This ensures the voice agent has full context about the user's scan and can give specific, relevant advice rather than generic security tips.
Language Support
The Grok Voice Agent supports English as the primary language. The speech recognition handles common English accents (Australian, American, British, Indian). Non-English language support is not currently available but is planned for a future release.
Session Recording
Each voice session is recorded (transcript only, not audio) and stored in the VOICE_LOG KV namespace.

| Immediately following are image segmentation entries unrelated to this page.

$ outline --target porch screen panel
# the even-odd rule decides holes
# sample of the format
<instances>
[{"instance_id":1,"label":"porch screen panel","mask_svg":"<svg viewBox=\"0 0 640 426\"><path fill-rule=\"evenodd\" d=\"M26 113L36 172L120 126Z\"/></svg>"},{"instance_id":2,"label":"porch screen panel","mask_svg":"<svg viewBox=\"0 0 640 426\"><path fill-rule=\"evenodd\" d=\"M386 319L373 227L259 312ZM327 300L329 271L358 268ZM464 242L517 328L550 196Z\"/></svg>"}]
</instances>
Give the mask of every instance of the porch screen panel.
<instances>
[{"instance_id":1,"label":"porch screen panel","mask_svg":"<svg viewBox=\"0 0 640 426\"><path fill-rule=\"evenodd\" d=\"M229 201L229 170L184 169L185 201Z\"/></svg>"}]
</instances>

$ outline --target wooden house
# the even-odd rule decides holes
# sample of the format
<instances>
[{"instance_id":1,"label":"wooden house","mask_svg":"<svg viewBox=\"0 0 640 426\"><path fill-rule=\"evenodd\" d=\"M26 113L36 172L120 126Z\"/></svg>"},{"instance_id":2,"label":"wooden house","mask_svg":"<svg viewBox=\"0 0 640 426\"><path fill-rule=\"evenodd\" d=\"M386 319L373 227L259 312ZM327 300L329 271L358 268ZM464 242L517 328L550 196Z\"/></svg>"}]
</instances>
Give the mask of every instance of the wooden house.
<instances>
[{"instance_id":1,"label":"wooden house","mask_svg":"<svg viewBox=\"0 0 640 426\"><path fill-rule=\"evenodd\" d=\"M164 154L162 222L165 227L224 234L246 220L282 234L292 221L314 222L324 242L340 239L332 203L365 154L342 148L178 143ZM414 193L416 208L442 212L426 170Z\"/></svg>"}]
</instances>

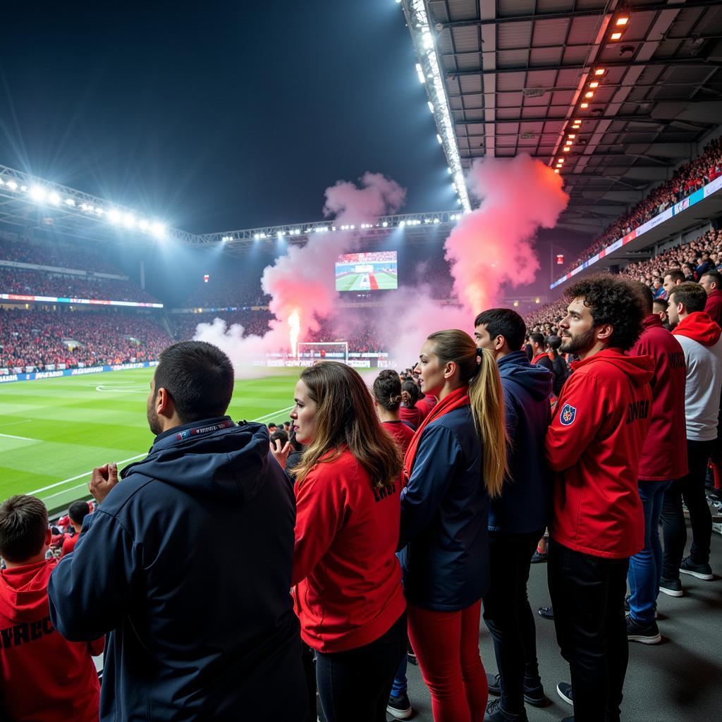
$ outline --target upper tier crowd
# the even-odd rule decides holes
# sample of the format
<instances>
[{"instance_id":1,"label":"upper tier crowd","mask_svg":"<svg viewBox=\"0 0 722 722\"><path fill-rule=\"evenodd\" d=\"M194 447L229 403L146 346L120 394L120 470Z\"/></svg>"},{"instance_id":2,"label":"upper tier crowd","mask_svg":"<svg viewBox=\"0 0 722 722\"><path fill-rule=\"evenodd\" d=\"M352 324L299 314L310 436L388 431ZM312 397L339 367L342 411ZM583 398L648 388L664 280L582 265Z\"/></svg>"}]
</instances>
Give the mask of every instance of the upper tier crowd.
<instances>
[{"instance_id":1,"label":"upper tier crowd","mask_svg":"<svg viewBox=\"0 0 722 722\"><path fill-rule=\"evenodd\" d=\"M617 218L591 245L565 268L562 274L596 256L602 248L631 232L635 228L638 228L643 223L687 198L721 175L722 137L708 143L696 160L682 166L669 180L653 188L629 213Z\"/></svg>"},{"instance_id":2,"label":"upper tier crowd","mask_svg":"<svg viewBox=\"0 0 722 722\"><path fill-rule=\"evenodd\" d=\"M0 309L0 368L151 361L170 342L155 321L139 314Z\"/></svg>"}]
</instances>

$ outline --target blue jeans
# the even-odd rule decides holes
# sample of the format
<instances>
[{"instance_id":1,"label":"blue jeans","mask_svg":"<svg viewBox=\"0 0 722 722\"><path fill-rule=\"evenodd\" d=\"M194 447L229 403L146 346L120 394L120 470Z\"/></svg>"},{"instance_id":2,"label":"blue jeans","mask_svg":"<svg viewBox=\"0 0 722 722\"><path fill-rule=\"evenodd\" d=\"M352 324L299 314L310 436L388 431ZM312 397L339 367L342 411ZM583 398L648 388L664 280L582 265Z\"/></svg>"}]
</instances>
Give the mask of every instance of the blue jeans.
<instances>
[{"instance_id":1,"label":"blue jeans","mask_svg":"<svg viewBox=\"0 0 722 722\"><path fill-rule=\"evenodd\" d=\"M654 621L662 576L662 545L659 542L659 517L664 492L671 481L639 482L639 496L644 509L644 549L630 559L630 616L641 625Z\"/></svg>"}]
</instances>

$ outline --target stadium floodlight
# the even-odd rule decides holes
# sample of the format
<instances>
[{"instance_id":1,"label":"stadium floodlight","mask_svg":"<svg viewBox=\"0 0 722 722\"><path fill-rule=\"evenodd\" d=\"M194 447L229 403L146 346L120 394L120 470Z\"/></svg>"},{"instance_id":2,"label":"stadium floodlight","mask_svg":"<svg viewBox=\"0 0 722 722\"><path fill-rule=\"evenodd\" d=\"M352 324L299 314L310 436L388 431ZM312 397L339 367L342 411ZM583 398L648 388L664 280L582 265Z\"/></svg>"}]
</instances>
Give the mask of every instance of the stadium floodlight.
<instances>
[{"instance_id":1,"label":"stadium floodlight","mask_svg":"<svg viewBox=\"0 0 722 722\"><path fill-rule=\"evenodd\" d=\"M30 191L27 191L27 194L35 203L42 203L45 199L45 188L40 188L40 186L31 186Z\"/></svg>"}]
</instances>

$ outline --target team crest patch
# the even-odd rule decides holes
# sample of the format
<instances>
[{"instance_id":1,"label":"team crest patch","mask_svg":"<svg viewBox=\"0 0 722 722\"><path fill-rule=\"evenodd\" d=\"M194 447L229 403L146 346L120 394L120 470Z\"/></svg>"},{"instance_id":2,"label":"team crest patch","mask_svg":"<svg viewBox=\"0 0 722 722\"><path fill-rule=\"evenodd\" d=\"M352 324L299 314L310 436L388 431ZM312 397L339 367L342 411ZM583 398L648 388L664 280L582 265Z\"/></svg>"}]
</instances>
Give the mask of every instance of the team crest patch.
<instances>
[{"instance_id":1,"label":"team crest patch","mask_svg":"<svg viewBox=\"0 0 722 722\"><path fill-rule=\"evenodd\" d=\"M577 417L577 410L573 406L565 404L559 414L559 420L562 426L570 426Z\"/></svg>"}]
</instances>

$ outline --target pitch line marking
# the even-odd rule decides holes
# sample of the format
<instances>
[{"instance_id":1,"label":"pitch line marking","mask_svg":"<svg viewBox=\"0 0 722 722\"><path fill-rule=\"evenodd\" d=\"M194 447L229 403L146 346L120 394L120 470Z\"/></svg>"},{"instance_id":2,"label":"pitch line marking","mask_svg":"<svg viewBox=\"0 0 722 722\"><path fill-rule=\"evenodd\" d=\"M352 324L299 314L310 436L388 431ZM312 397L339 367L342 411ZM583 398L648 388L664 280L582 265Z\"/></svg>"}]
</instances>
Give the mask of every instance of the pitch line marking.
<instances>
[{"instance_id":1,"label":"pitch line marking","mask_svg":"<svg viewBox=\"0 0 722 722\"><path fill-rule=\"evenodd\" d=\"M274 411L272 414L266 414L265 416L258 417L258 419L251 419L251 421L260 422L262 419L268 418L271 416L274 416L276 414L282 414L283 412L290 411L293 406L288 406L287 409L279 409L278 411ZM4 434L0 434L0 436L4 436ZM14 438L22 438L22 437L13 437ZM36 441L37 439L28 439L29 441ZM138 454L137 456L131 456L130 458L123 459L122 461L116 462L118 464L125 464L126 461L134 461L136 458L142 458L144 456L147 456L144 453ZM77 477L71 477L69 479L64 479L61 482L56 482L55 484L51 484L49 486L43 487L42 489L36 489L35 491L28 492L27 494L30 496L35 496L35 494L40 494L40 492L46 492L51 489L55 489L56 487L61 486L64 484L67 484L68 482L74 482L77 479L82 479L83 477L87 477L92 474L92 469L90 471L85 471L84 474L79 474ZM45 497L46 499L50 499L54 496L58 496L60 494L64 494L66 492L72 491L74 489L79 489L81 487L84 486L84 484L79 484L74 487L70 487L69 489L64 489L61 492L58 492L55 494L51 494L50 496Z\"/></svg>"}]
</instances>

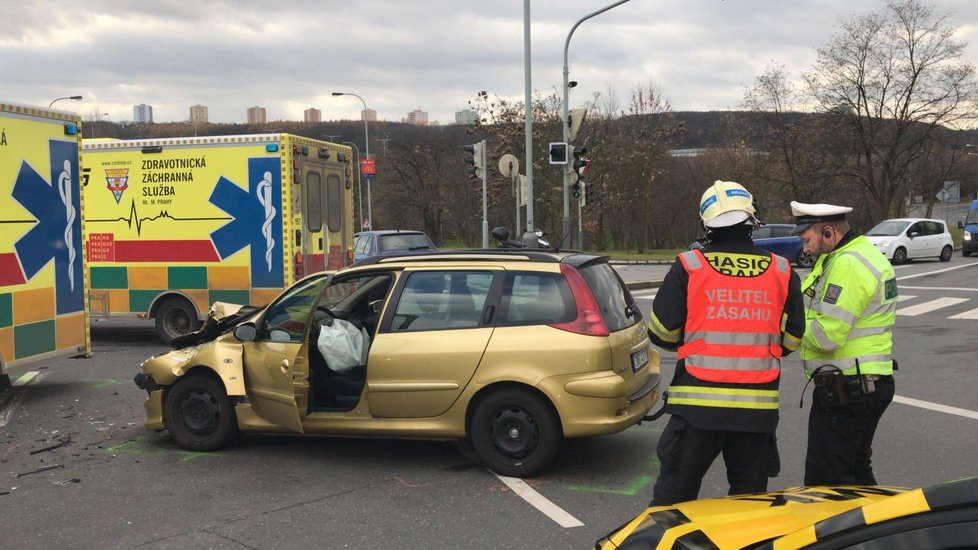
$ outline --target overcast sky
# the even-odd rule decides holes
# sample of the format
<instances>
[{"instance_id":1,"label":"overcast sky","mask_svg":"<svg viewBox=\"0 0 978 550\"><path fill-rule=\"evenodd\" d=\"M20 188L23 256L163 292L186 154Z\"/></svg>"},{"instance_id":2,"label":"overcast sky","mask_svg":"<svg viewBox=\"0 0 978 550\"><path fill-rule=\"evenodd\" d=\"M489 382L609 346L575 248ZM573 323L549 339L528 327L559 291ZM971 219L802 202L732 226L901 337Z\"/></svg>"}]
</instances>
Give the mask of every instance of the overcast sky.
<instances>
[{"instance_id":1,"label":"overcast sky","mask_svg":"<svg viewBox=\"0 0 978 550\"><path fill-rule=\"evenodd\" d=\"M574 23L612 0L532 0L532 87L559 91ZM951 10L966 60L978 62L978 2ZM627 98L650 83L675 110L736 109L771 61L792 77L840 18L882 0L631 0L584 22L570 42L571 106L596 92ZM420 108L454 122L480 90L524 93L522 0L0 0L0 101L61 101L83 120L157 122L206 105L211 122L359 119L359 94L384 120ZM104 116L107 113L107 116Z\"/></svg>"}]
</instances>

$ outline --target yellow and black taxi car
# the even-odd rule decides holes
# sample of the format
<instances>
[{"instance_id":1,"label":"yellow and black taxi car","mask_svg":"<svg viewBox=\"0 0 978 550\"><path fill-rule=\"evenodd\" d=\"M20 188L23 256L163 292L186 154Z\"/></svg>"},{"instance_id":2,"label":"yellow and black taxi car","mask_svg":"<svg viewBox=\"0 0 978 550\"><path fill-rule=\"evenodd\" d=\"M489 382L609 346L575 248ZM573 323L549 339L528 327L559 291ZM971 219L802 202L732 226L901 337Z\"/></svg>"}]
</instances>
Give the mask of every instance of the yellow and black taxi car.
<instances>
[{"instance_id":1,"label":"yellow and black taxi car","mask_svg":"<svg viewBox=\"0 0 978 550\"><path fill-rule=\"evenodd\" d=\"M659 384L627 287L606 256L574 252L368 258L266 307L215 309L173 344L135 382L146 427L196 451L239 430L467 439L526 476L563 438L638 423Z\"/></svg>"},{"instance_id":2,"label":"yellow and black taxi car","mask_svg":"<svg viewBox=\"0 0 978 550\"><path fill-rule=\"evenodd\" d=\"M594 547L978 548L978 477L923 489L795 487L657 506Z\"/></svg>"}]
</instances>

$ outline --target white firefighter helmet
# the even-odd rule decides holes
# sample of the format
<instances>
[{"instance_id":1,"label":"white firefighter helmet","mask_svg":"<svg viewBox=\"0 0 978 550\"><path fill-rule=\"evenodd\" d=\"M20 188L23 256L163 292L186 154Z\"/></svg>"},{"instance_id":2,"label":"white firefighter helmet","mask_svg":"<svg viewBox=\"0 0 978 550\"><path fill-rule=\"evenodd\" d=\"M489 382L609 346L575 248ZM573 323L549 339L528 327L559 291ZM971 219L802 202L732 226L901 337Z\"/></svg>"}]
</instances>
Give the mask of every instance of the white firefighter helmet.
<instances>
[{"instance_id":1,"label":"white firefighter helmet","mask_svg":"<svg viewBox=\"0 0 978 550\"><path fill-rule=\"evenodd\" d=\"M743 185L717 180L703 192L700 199L700 218L711 229L742 223L755 223L754 197Z\"/></svg>"}]
</instances>

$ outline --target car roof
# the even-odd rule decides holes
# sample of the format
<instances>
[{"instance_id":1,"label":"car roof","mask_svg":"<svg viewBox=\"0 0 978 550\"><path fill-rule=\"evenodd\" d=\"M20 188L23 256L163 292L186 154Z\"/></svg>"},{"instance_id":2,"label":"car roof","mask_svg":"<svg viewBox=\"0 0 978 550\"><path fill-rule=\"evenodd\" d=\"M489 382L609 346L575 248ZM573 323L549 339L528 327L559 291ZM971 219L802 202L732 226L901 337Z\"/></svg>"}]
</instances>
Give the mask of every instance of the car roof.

The record includes:
| Field | Description |
|---|---|
session_id | Unique voice session identifier |
scan_id | Associated scan ID |
voice | Selected voice model |
duration_seconds | Total session duration |
transcript | Full text transcript of both sides |
cost_usd | Estimated cost ($0.05 x minutes) |
started_at | ISO timestamp of session start |
ended_at | ISO timestamp of session end |
Transcripts are retained for 180 days (6 months) and accessible from the admin dashboard voice logs section.
Cost
Cost is calculated on active session time only — paused time is excluded. The cost estimate shown to users is approximate; actual billing from xAI may differ slightly.
Mobile Support
The voice agent is fully functional on mobile devices with the following considerations:
- iOS Safari — Requires user gesture to start audio playback (handled by the Start button). Microphone access requires explicit permission grant.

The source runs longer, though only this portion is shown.